Would Acosta be willing to reopen the salon?
Rarely impulsive, Acosta immediately knew her answer.
"I just said yes," she said.
As the tight-knit community holds vigils, and churches open their doors to remember the victims a year after the darkest day in the little beach town's history, some of the survivors are trying to write a new ending to a story shaped by tragedy.
The salon will reopen.
Days after the Oct. 12, 2011, massacre, Acosta pulled into the salon's parking lot. The sadness was overwhelming.
"I lost so many of my close friends that day," she said.
About a week later, Acosta and the other stylists who survived, accompanied by family and friends, crossed the threshold of the salon for the first time since the shooting to clean out the employee work stations. The smell of gunpowder had faded, but the salon felt cold and foreign.

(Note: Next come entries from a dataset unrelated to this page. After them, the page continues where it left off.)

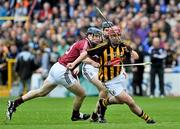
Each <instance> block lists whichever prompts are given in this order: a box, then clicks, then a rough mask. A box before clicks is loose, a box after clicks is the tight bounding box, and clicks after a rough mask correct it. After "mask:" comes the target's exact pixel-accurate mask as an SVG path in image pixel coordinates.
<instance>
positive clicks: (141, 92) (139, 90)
mask: <svg viewBox="0 0 180 129" xmlns="http://www.w3.org/2000/svg"><path fill="white" fill-rule="evenodd" d="M134 50H135V51H136V52H137V53H138V55H139V59H136V60H134V63H143V62H144V52H143V46H142V45H141V39H140V37H138V36H137V37H136V38H135V49H134ZM132 71H133V81H132V85H133V94H134V95H138V96H143V91H142V81H143V74H144V66H134V67H133V68H132ZM138 91H139V92H138Z"/></svg>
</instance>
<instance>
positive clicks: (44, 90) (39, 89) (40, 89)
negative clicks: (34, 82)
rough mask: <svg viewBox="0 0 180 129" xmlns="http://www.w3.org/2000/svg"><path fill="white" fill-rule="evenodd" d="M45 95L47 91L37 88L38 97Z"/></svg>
mask: <svg viewBox="0 0 180 129" xmlns="http://www.w3.org/2000/svg"><path fill="white" fill-rule="evenodd" d="M46 95H47V92H46V91H45V90H43V89H39V92H38V96H39V97H43V96H46Z"/></svg>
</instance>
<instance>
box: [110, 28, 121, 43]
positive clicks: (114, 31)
mask: <svg viewBox="0 0 180 129" xmlns="http://www.w3.org/2000/svg"><path fill="white" fill-rule="evenodd" d="M107 34H108V36H109V40H110V42H111V43H112V44H119V40H120V36H121V29H120V27H118V26H112V27H111V28H109V30H108V32H107Z"/></svg>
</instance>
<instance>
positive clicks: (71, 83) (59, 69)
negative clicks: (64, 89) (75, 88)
mask: <svg viewBox="0 0 180 129" xmlns="http://www.w3.org/2000/svg"><path fill="white" fill-rule="evenodd" d="M47 80H48V82H51V83H52V84H57V85H58V84H60V85H62V86H64V87H66V88H68V87H70V86H71V85H72V84H75V83H76V82H77V80H76V79H75V78H74V77H73V75H72V73H71V71H70V70H68V69H67V68H66V67H65V66H63V65H62V64H60V63H59V62H57V63H55V64H54V65H53V66H52V67H51V69H50V71H49V74H48V77H47Z"/></svg>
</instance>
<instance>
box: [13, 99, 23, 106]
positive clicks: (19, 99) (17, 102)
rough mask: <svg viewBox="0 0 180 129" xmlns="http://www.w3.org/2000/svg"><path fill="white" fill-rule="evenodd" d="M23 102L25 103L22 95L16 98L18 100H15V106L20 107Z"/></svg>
mask: <svg viewBox="0 0 180 129" xmlns="http://www.w3.org/2000/svg"><path fill="white" fill-rule="evenodd" d="M22 103H24V100H23V99H22V97H20V98H18V99H16V100H15V101H14V106H15V107H18V106H19V105H21V104H22Z"/></svg>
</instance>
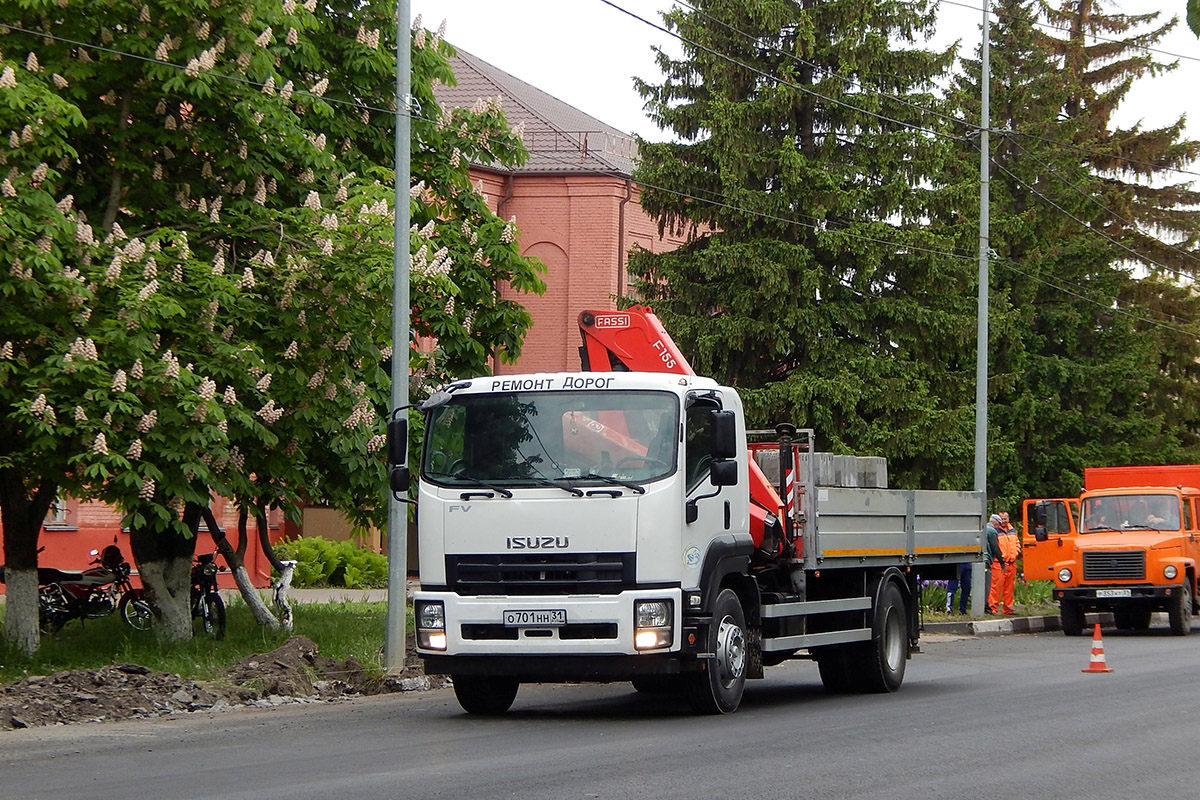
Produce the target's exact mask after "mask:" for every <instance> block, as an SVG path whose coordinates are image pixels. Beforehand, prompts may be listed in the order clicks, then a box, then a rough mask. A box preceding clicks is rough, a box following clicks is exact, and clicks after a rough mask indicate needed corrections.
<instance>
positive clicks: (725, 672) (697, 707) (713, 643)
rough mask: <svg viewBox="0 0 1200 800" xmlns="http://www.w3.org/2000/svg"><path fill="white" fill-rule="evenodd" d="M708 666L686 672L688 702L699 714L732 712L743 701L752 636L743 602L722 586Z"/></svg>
mask: <svg viewBox="0 0 1200 800" xmlns="http://www.w3.org/2000/svg"><path fill="white" fill-rule="evenodd" d="M706 644H707V651H708V652H712V654H713V657H712V658H709V660H708V662H707V664H706V667H707V668H706V669H703V670H698V672H690V673H686V674H685V675H684V690H685V691H686V694H688V702H689V703H690V704H691V708H692V710H694V711H696V712H697V714H732V712H733V711H736V710H737V708H738V705H739V704H740V703H742V692H743V691H744V690H745V685H746V664H748V663H749V661H750V651H749V637H748V636H746V621H745V613H744V612H743V610H742V602H740V601H739V600H738V596H737V595H736V594H734V593H733V591H732V590H731V589H721V594H719V595H716V603H715V604H714V606H713V622H712V625H709V626H708V640H707V643H706Z"/></svg>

"It didn't feel like the same place," said Acosta, a Cypress resident.
So she and Fannin decided the 1,200-square-foot salon, with black barber chairs and birch cabinets, should be gutted, taken down to the studs.
Each decision carried weight. The restroom — where two stylists hid from the bullets — was moved. The shampoo chairs — where Michelle Fournier was shot while working on fellow employee Christy Wilson's hair — have been shifted to a different spot. The door that the shooter stormed through has been covered over by drywall. The signature awning captured in news photos of the death scene is gone.

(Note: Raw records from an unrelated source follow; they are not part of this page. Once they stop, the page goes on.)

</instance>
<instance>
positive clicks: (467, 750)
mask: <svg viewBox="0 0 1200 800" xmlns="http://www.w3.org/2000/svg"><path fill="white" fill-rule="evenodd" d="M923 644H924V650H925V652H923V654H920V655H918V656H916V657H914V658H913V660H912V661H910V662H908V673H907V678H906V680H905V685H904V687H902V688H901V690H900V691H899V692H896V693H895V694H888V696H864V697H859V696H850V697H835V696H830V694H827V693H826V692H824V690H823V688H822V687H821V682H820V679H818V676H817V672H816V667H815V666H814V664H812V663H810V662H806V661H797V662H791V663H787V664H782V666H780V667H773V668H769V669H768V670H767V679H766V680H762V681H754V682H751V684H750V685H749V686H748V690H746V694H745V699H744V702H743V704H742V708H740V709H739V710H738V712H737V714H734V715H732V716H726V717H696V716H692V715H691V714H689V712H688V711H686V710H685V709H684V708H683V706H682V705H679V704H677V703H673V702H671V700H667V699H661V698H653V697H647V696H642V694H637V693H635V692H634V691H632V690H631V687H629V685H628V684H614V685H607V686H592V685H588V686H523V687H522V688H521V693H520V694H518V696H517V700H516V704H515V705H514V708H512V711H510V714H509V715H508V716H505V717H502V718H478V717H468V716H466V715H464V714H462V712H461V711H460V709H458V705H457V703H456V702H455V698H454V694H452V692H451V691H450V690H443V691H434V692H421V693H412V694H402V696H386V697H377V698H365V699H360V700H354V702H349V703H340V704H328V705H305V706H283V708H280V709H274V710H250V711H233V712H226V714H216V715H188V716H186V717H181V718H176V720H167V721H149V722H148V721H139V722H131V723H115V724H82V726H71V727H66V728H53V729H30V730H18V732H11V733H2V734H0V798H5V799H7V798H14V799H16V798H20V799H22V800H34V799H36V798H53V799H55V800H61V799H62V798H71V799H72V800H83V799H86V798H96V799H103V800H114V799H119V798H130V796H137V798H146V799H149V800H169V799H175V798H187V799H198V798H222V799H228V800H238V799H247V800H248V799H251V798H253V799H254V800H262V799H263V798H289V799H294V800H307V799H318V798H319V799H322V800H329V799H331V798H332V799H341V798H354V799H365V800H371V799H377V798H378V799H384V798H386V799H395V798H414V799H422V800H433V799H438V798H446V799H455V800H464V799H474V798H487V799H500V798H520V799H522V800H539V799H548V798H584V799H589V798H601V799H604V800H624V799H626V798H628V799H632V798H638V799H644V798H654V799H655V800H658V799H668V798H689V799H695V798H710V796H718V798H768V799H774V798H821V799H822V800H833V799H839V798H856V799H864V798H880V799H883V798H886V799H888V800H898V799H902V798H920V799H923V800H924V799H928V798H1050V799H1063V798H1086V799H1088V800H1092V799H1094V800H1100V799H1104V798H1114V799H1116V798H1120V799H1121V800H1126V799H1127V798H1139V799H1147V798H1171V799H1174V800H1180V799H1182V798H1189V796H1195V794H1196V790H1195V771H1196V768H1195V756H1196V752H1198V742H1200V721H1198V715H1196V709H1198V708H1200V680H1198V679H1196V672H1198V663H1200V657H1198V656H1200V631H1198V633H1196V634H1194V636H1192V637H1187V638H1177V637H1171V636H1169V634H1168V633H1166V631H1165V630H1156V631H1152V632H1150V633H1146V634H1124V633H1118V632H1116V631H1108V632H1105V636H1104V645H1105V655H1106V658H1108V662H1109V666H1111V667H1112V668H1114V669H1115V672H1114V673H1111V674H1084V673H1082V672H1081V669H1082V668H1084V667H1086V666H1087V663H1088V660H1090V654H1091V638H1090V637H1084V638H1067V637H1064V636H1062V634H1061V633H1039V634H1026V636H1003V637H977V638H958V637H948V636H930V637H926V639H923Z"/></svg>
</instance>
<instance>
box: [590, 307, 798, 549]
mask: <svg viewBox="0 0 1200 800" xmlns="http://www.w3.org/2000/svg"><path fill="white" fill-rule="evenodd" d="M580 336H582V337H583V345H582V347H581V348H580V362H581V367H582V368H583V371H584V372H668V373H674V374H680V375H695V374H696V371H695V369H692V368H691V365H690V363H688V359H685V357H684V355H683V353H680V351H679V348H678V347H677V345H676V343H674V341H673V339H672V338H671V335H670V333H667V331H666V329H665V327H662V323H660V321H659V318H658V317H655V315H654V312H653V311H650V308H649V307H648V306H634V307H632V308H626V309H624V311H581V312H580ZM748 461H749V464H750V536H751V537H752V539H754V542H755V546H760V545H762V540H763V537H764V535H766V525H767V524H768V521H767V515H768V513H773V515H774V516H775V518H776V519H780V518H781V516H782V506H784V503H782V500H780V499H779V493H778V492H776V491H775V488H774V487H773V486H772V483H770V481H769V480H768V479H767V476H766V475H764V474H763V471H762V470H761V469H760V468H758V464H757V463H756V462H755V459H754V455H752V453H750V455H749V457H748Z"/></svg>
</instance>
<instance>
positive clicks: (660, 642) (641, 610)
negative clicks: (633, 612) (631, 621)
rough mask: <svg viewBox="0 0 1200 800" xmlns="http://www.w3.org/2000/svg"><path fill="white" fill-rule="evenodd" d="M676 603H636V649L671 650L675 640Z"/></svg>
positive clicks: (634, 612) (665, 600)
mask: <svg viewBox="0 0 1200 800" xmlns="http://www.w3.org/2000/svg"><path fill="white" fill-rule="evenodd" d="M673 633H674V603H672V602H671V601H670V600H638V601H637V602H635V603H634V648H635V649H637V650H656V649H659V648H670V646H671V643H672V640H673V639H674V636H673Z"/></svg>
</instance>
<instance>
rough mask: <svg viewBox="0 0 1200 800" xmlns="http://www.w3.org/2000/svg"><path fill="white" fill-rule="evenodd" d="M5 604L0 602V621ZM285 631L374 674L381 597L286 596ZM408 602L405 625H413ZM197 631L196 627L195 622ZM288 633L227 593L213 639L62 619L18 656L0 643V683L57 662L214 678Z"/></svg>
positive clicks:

Now, boxes containing new shampoo bowls and sleek silver barber chairs fill the shop, which should reopen within weeks. A travertine "M" — the old name will remain — is carved into the reception area, the design reminiscent of the old Salon Meritage logo.
Throughout the demolition, passersby sometimes grabbed a piece of the slate tile as a reminder. A spiritual counselor and a minister came to bless the salon. Sage was burned to cleanse the negative energy.
Acosta never took any keepsakes. To her, the space was about the people.
It was about Fournier's laugh, or the way that the Fannins would stop whatever they were doing each time "Unchained Melody" came on the radio and dance with each other in the middle of the salon.
"It's a dedication to them," she said of the victims. "In a simple way, it helps us heal."
The day of the shooting, as lives briefly intersected and then parted on what had seemed like just another busy Wednesday, Acosta had stepped out of the salon to grab a protein drink just minutes before chaos ensued.